In 11 minutes there are three sequences.
First.
Inspired by Arcimboldo’s art, two heads composed of many objects cross paths ten times in succession. At each encounter, they eat each other, until they become homogeneous and similar. Food, the obsession with feeding. First and foremost.
Second.
Sexual intercourse between a male and a female, both shaped out of plasticine. At the end of the lovemaking, a fragment of plasticine appears, sparking a quarrel between the two main figures and resulting in their separation.
Third.
Two male heads pull objects of various kinds out of their mouths (almost vomiting them). These objects pit themselves against one another, making dialogue impossible. And here is the meaning of the work, and of its title: in all three cases, human interaction is shown as impossible (even if often the objects represented aren’t human at all): man does not converse; he "vomits" his beliefs and social conventions at the other, leaving only two possibilities: separation, or absorbing the other and thus turning him, in effect, into a duplicate of himself.
Or, as critic Dirk de Bruyn once put it: "This is our digital world, staged back in 1982." And I echo the words of Regina Pessoa, who in 2011 at the 29th Bergamo Film Meeting said: "I’ve watched it a thousand times... I’m still fascinated by it." Even better is Morando Morandini’s definition: "Action, passion, devastation: a realistic triptych on the human condition."
So why, among all his short films (or feature films), choose this one? Here, the choice becomes, evidently, more personal: it was the first of his I saw many years ago, it’s the one that’s stuck with me the most (and, truth be told, it’s not even his best) and perhaps it is the most desperate—not of Svankmajer, but of cinema in general. I find that a work so brilliant and yet so desperate, aiming to tell what’s usually hidden, and leaving no trace of positivity whatsoever (this is the world, these are human beings), narrated through the most particular and innovative animation possible, is a stroke of genius impossible to replicate (and indeed, no one has).

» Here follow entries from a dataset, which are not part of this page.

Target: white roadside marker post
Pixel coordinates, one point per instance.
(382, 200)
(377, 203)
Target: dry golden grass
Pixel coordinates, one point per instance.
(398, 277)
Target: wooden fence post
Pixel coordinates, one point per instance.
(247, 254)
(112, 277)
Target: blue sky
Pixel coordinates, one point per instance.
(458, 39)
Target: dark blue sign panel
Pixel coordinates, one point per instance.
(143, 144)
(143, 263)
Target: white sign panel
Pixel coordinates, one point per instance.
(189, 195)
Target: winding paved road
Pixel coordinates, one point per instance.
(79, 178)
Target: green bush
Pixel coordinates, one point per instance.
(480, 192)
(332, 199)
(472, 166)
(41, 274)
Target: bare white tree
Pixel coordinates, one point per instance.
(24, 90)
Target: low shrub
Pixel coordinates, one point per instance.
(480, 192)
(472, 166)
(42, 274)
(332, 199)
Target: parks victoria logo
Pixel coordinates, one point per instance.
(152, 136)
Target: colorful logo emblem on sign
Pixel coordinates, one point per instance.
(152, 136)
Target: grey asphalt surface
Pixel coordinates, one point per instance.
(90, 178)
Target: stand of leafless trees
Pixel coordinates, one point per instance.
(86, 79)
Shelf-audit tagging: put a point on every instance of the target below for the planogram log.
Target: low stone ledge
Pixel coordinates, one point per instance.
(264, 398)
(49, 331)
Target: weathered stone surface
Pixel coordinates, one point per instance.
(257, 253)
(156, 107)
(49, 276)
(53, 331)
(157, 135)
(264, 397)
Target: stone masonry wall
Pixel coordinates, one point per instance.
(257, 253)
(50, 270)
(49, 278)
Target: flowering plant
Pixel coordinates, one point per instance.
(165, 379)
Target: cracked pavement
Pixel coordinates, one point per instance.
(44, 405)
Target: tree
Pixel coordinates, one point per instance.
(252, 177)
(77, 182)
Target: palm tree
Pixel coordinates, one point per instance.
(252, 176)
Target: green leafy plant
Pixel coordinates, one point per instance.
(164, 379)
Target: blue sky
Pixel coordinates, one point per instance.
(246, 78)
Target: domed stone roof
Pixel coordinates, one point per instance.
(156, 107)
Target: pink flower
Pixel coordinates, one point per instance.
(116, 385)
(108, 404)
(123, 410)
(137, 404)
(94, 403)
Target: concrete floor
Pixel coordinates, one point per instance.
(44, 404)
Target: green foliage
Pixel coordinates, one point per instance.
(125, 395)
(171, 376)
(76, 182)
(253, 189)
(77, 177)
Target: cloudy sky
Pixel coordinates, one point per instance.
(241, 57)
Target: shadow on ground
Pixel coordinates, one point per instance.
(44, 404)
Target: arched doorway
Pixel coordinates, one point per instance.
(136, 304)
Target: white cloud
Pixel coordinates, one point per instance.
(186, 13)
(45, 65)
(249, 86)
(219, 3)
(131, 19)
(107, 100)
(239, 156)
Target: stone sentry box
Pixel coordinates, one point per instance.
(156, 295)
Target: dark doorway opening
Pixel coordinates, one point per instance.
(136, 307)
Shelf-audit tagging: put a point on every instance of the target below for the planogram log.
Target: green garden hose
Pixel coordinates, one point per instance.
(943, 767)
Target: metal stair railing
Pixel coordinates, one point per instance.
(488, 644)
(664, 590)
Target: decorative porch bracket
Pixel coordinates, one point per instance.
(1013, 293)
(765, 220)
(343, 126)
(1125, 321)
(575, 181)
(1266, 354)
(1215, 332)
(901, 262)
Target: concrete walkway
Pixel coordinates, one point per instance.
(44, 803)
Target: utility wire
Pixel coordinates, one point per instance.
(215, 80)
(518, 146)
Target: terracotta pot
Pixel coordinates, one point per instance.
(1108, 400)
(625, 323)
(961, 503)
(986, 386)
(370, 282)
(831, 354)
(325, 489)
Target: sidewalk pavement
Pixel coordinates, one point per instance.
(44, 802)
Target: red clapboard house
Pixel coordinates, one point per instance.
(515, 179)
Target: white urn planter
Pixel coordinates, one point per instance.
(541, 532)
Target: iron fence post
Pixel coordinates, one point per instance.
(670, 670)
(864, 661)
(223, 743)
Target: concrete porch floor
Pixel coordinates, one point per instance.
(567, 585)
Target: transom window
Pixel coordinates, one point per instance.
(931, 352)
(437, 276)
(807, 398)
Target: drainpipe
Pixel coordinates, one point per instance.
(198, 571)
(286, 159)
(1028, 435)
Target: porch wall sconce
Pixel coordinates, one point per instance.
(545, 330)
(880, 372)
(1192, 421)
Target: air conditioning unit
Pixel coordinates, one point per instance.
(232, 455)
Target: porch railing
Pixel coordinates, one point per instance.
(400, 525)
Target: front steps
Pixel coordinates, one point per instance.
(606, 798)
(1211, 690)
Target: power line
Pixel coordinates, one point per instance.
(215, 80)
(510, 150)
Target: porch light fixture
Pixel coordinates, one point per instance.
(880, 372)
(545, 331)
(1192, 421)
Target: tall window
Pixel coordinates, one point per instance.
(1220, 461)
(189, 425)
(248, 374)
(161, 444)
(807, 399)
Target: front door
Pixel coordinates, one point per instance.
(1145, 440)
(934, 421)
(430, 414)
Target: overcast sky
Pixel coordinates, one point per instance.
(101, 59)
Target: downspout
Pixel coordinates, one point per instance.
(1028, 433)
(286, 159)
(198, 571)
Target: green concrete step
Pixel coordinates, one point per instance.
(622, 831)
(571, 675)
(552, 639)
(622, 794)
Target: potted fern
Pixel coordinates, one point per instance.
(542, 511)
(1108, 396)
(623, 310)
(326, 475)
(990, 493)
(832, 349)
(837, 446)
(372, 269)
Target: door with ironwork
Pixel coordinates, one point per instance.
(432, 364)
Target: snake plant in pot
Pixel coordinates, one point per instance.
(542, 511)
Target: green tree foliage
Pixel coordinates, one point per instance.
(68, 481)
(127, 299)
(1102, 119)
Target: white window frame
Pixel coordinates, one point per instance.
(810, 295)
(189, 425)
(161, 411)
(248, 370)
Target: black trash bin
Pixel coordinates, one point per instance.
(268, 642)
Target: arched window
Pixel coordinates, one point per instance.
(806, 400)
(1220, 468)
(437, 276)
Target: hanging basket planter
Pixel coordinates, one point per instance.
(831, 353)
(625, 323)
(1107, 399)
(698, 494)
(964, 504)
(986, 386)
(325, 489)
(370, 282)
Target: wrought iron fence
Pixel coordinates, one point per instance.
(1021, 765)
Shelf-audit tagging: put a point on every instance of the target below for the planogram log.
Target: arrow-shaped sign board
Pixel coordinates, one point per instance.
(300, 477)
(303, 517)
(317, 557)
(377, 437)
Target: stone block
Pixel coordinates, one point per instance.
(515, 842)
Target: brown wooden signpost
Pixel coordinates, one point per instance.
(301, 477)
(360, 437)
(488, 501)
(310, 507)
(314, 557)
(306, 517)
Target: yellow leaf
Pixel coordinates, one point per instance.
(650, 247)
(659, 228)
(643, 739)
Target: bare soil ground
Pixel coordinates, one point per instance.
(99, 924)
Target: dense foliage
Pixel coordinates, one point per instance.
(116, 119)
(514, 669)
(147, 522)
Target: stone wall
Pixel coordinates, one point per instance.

I recommend other works by Svankmajer, but there is a whole world revolving around Eastern European animation from the ‘70s and ‘80s that (almost) no one knows about on this side of the Iron Curtain (another name to remember is that of Jurij Norštejn, author of some animated fairy tales that are among the most beautiful things ever seen on film, including his masterpiece "Tale of Tales", 1979). For those interested, there’s a 2-DVD set available on the market (all praise to Raro Video): "Il mondo di Jan Svankmajer", 14 short films from 1964 to 1989, including the one reviewed here. The rest is plasticine.